Mrs. Hale brought the tea.
“Perhaps you should have been wiser and listened to him,” said Constance, almost whispering. She took a deep breath and continued, “And what do you know of the whereabouts of Abigail?” seethed Constance, now fighting hard to conceal her loathing with her charming smile.
“All I know is that she took ship and was never heard from again. She was reported to be dead these 23 year.”

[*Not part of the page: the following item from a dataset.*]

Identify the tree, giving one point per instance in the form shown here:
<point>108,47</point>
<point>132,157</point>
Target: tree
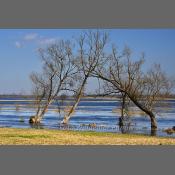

Constance breathed a gust of what could have been fire, steaming in her hatred, anger and frustration.
The Reverend was taken aback. “You must forgive and forget, child,” he urged her, coughing. “It is in the past. Do not unearth what is far too painful still for many, even your own dear Grandmother,” he sputtered.
Mrs. Hale gave him a handkerchief and he covered his mouth, going into a fitful cough that seemed to rage on and escalate.
Mrs. Hale suddenly became concerned, leaning over him to assist her husband.
Constance sipped her tea.
“I have never seen him this bad,” whined Mrs. Hale. “Dear Constance, if it would please you, please run and fetch the surgeon!”
“Of course,” answered Constance. She stood and made for the door. In the commotion and distraction, Mrs. Hale did not see Constance sneak into Reverend Hales' study and steal his books on witchcraft. One in particular she coveted. She found it but it had a lock and buckle on it. She then began to search frantically for the key, opening drawers, quietly but urgently. At last, she found the key. She took it, and the black bound book with the lock on it and placed them in her satchel.
“I will fetch the surgeon straight away,” smiled Constance, emerging from the office and leaving through the door, the books in a large satchel under her arm.
The Reverend Hale died within the hour.